Boldest of all, before a note is sounded there’s a quirkily imaginative little pantomime recalling Wotan’s ruinous hewing of a bough from the World Ash Tree. And the Valhalla to which these oligarchical gods retreat at the end resembles a concrete bunker.

There’s singing of considerable promise from Leigh Melrose as a psychopathic Alberich, Frederick Ballentine as an artful Loge, John Findon (Mime), Blake Denson (Donner) and Julian Hubbard (Froh). On this occasion, Christine Rice didn’t quite realise her full potential as Erda and some of the other singing was frankly disappointing. More work on diction and vocal characterisation needs to be done. John Relyea towered above all with his gorgeous, richly textured voice: the most impressive Wotan fielded by this company since Norman Bailey in the early 1970s.

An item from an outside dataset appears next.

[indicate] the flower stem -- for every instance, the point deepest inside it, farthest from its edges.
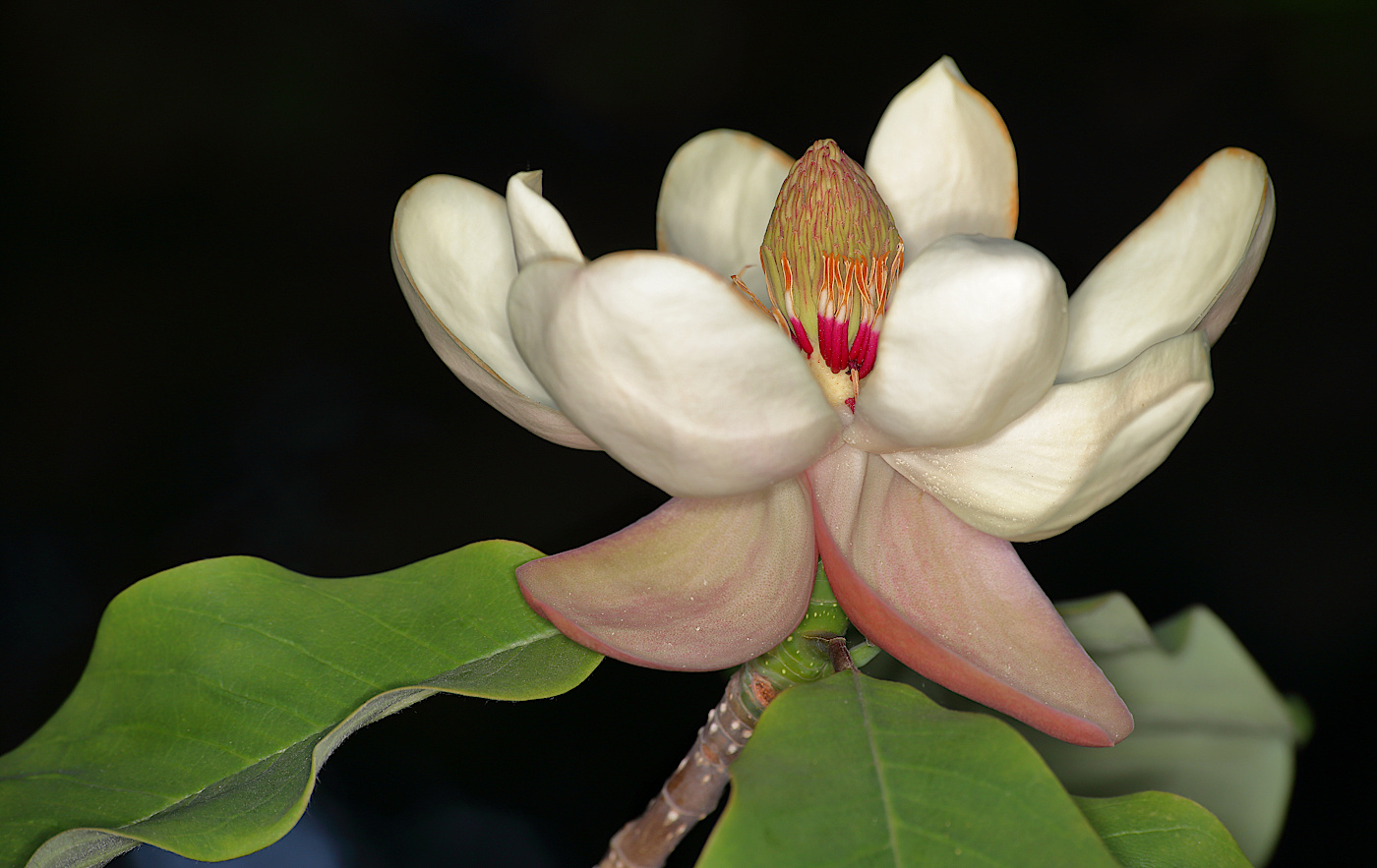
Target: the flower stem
(812, 651)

Martyn Brabbins’ conducting was well-paced but all too often perfunctory. John Deathridge’s singing translation has some neat alliteration but his frequent lapse into demotic (‘bring it on’, ‘no way’, ‘gutted’) remains a matter of taste.

The best productions of Rhinegold teem with ideas and grip you from first to last. This one has some arresting inspirations but the blazing fusion of music and drama is only kindled in the closing stages. Hardly enough to worry Westminster City Council.